Vietnam, which is battling high inflation and other economic problems, has added nearly $4 billion this year to its foreign reserves, a government report on Thursday said.
The State Bank of Vietnam will further increase reserves by the end of 2011, the report to the National Assembly by Deputy Prime Minister Nguyen Sinh Hung said, without giving the current level of reserves.
According to the Asian Development Bank, Vietnam's foreign reserves were $12.4 billion at the end of 2010.
In recent years, Vietnam's reserves have declined.
The thinning foreign reserves and a trade deficit each month since April 2009 have put pressure on the domestic currency, the dong, while the economy also struggles with inflation, funding shortages, falling foreign investment, the government has said.
Vietnam's trade deficit this year will widen to between $14 billion and $14.5 billion, up more than 10 percent from 2010, despite stronger-than-expected growth in export revenues, the government has said.
On Thursday, a parliament official said the government should take stricter measures to cut the trade deficit.
Ha Van Hien, head of the assembly's Economic Committee said at the body's opening session that "The trade deficit, the main factor to insure national foreign currency balance and stabilize foreign exchange, has yet to be essentially improved."

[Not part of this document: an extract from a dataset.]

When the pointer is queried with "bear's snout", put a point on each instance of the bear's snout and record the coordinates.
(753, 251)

Hung, the deputy prime minister, told the parliament Vietnam will change tax policy to limit the imports of consumer goods to help cut the trade deficit.
The government would also monitor the import of material, equipment, goods by state-owned companies using state budget and proceeds from government bonds, he said.
Hien urged the government to issue a list of import restricted goods and limit the imports of unnecessary goods.
"If not well controlled, the trade deficit will be large and the foreign exchange rate will be under great pressure at the end of the year," he said.
Exports between January and June reached $43.06 billion, up 32.6 percent from a year before, and imports in the period rose 27.1 percent to $49.5 billion, customs data showed earlier this week.
The deficit with China accounted for 82 percent of the total trade gap in the first five months of 2011.